The tragic truth is that if Justice Ruth Bader Ginsburg were alive today, Chanukah would be cancelled. It would be cancelled with the connivance of her, and of Justice Breyer and Justice Kagan, much as Christmas would be cancelled with the connivance of Chief Justice Roberts and Justice Sotomayor. The irony of Tikkunolamists of Jewish descent lighting a menorah shaped like Ginsburg, to honor an activist who would have cancelled Chanukah escapes them, much as the problem with sacrificing pigs in the temple baffled Antiochus’ Jewish collaborators
Tikkunolamism is the modern Hellenism, a militant pagan secularism that idolizes utopian culture heroes while disdaining the intangible idea of the holy presence of an unseen G-d.
Antiochus placed idols in the temple and ordered that pigs be sacrificed because he only understood religion as power. To defile something sacred was to wield power over it. In their culture wars, leftists follow the same obsessive pattern of degradation, using elephant dung and urine on Christian symbols, draping naked women in the symbols of the Jewish faith, ridiculing Chanukah in the pages of the New York Times, and making the menorah into a mockery.
And when that doesn’t work, there’s always compulsion under the guise of a greater good.
Antiochus had taken the surname Epiphanes, meaning ‘the visible god’, to mock the invisible G-d. But the power of G-d had made a mockery of his armies, his blasphemies, and his rule.
The power of Chanukah, and of faith, is in the unseen, from the force that caused a single flask of oil to burn in the Menorah for eight days, to the covert Torah being studied by the children as they pretended to spin a top, to the hidden omnipotent might of an unseen G-d.
And this year, the suppression of public prayers made us appreciate them all the more.
Religious freedom and all that comes with it is all too often taken for granted. It can be difficult to relate to our ancestors who sacrificed so much for their faith when we don’t need to sacrifice. When the mandates, decrees, and lockdowns came down, we saw the unseen, the preciousness and precariousness of our religious freedom, that we had taken for granted.

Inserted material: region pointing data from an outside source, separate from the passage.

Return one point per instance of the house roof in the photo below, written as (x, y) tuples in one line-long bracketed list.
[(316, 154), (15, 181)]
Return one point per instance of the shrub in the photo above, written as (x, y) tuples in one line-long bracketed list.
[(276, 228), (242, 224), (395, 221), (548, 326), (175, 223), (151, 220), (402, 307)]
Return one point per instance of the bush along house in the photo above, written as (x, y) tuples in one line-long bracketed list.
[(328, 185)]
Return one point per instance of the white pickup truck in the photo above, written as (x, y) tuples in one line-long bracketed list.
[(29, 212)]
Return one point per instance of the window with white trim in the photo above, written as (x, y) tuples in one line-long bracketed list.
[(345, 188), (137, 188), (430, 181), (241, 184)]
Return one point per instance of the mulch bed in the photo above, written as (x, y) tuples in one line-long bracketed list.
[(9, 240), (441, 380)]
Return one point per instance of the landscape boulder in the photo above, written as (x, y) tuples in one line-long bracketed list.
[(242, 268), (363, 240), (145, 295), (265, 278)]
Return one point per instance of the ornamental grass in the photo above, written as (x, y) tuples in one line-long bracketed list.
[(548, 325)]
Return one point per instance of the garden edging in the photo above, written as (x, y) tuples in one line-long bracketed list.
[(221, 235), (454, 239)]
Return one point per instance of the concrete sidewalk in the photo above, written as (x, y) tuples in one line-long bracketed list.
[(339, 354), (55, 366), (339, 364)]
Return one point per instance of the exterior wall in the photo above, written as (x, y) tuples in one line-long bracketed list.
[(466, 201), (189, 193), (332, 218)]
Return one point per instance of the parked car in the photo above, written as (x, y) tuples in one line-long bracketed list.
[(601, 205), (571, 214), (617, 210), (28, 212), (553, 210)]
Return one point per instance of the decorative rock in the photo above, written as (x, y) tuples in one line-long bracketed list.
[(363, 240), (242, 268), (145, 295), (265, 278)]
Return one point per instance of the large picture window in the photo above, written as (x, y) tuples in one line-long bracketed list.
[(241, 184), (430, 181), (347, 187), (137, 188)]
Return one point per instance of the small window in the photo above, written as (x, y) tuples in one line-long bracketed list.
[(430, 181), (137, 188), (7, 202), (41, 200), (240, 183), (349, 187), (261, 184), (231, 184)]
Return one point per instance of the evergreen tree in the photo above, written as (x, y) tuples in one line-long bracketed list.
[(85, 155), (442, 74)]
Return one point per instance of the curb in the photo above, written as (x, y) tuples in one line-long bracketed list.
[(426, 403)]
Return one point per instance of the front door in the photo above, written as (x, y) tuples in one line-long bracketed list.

Out of the dark times, we experienced the smallest taste of what our ancestors had endured to keep the faith, and through that renewed the meaning to be found in holidays like Chanukah.
Religious people respond to religious persecution by seeing the unseen. It is the unseen that is the source of faith in a world that places its confidence in material power above all else. And the insights and the might of the unseen make a mockery of the worst of that blasphemous power.
Another Chanukah arrives in a world in which Antiochus can be found in Albany, New York, in which the synagogues and schools open today might be forced to be shut tomorrow, and in which the ideological faction that makes a point of defiling Chanukah along with most religion, which would close most houses of worship if it could, plots to lay claim to the White House.
When George Washington visited the family of a Jewish officer, a story relates that he told them of first encountering the Menorah in the hands of a Jewish soldier at Valley Forge.
“Perhaps we are not as lost as our enemies would have us believe. I rejoice in the Maccabees’ success, though it is long past,” Washington had supposedly said. “It pleases me to think that miracles still happen.”
Even in the darkest period of a dark year, we are not as lost as our enemies would have us believe. Neither the trials nor the triumphs of faith are long past. And miracles still happen.